Excerpt ten from Nick Alexander’s gripping 13:55 Eastern Standard Time.
Catch up | Part one Eight Million | Part two Ok Sticker | Part three 13:55 Eastern Standard Time | Part four Slipping through | Part five A bus in Berlin | Part six A Really Good Decision | Part seven Yanks and Paddies | Part eight Frozen | Part nine The Slowlands
Caravan Of Hope
Cheung perches on the edge of the cold stone wall and glances back at the shack to check that Lin is out of earshot. He thinks five is too young to really understand but just in case…
The air outside is cold and his breath hangs in the air – another winter heading their way.
“I want to talk to you,” Juan said. He knows what she wants to say, and he knows that he will listen. Again. And then he will sleep on it and in the morning the spirits of the ancestors will have told him whether he should stay or go.
Juan takes a seat by his side and turns towards him; her face is less than a foot from his own. Around them the Sichuan night darkens, and their ears automatically attune for the sounds of animals. There have even been sightings of leopard cats, which – as concerned as they by the coming winter – seem every year to come closer to their village.
Juan flips the tail of her shawl behind her and reaches for Cheung’s chin, applying the slightest pressure so that he looks her in the eye. “I know you are planning something,” she says. “And I don’t want you to go; not yet.”
Cheung swallows hard and nods.
“The project people are coming soon. Mrs Zheng heard. It could be any day,” she says. “So I don’t want you disappearing on me.”
“Project!” Cheung says quietly. He shakes his head. “You still believe the government will do something for us.”
Juan nods. “Mrs Zheng says, and she always knows everything. Her son’s very well placed in the Party. They are coming, with electricity and to build a school. And not the government, the Americans, the French – charity people.”
Cheung raises an eyebrow. It’s a woman’s role to dream of a better life, to believe that things can change. And it’s a man’s role to assure survival, to take the hard decisions that need to be taken to make sure that they are alive, today and tomorrow and the day after.
“They need twenty good men from the village,” Juan is saying. “A good builder like you…”
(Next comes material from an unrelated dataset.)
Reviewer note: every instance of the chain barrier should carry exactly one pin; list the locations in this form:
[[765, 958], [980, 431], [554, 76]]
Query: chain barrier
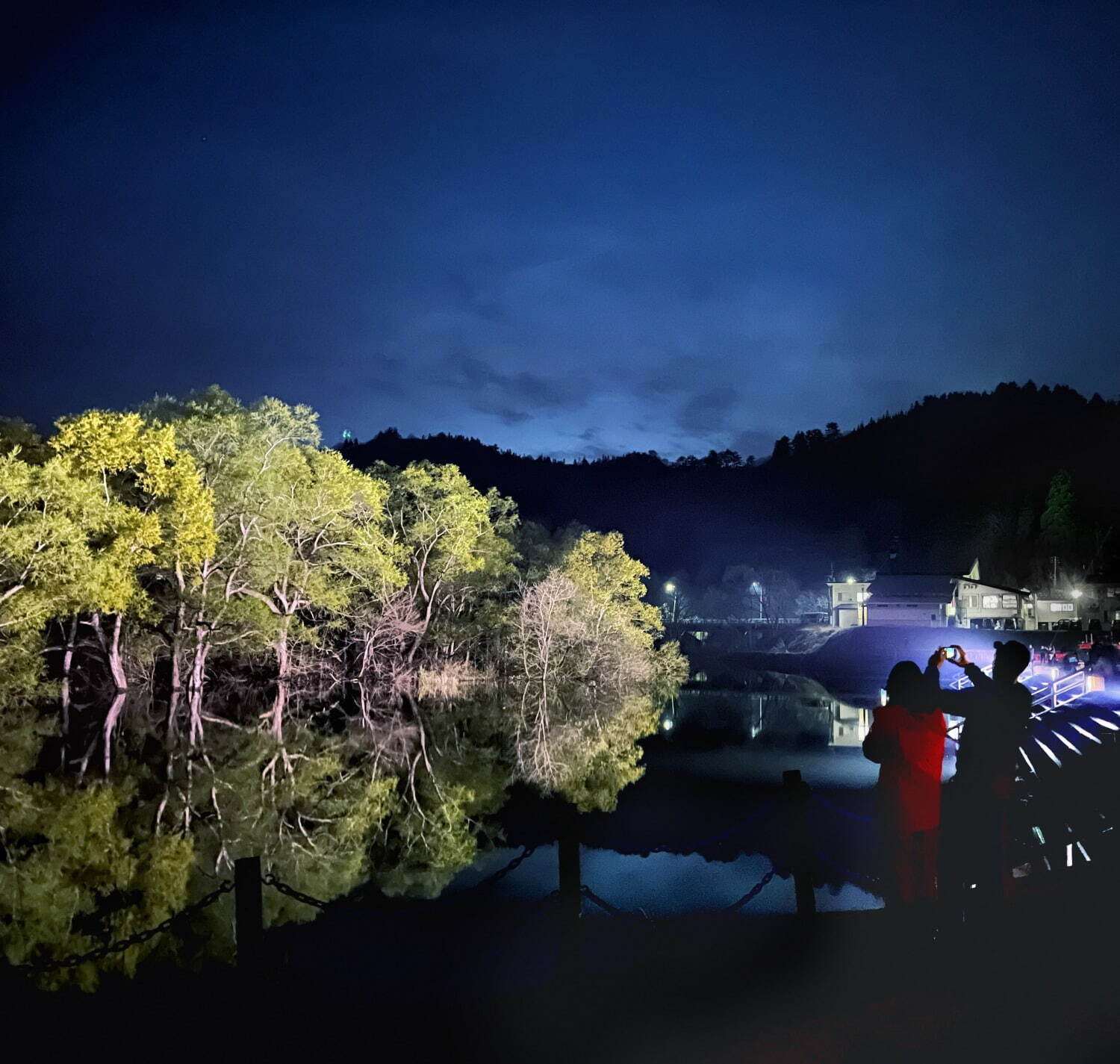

Cheung nods and listens and takes her sinewy hand, rough and calloused from her work in the fields. Every year there are rumours of something new, something different, but the government never does anything. The government can’t even provide them with firewood.
“Maybe they will,” he says, stroking her fingers. “Maybe Mrs Zheng is right, and they will arrive and build a school and make electricity. But what if they don’t Juan? It wouldn’t be the first time. And winter is coming, and Lin needs new shoes, and you need…”
“I need nothing,” Juan interrupts. “Except you. And Lin needs her father.”
Cheung nods calmly and smiles. “In Longhua, there will be work. There is always something in Longhua. I can send you money, like before.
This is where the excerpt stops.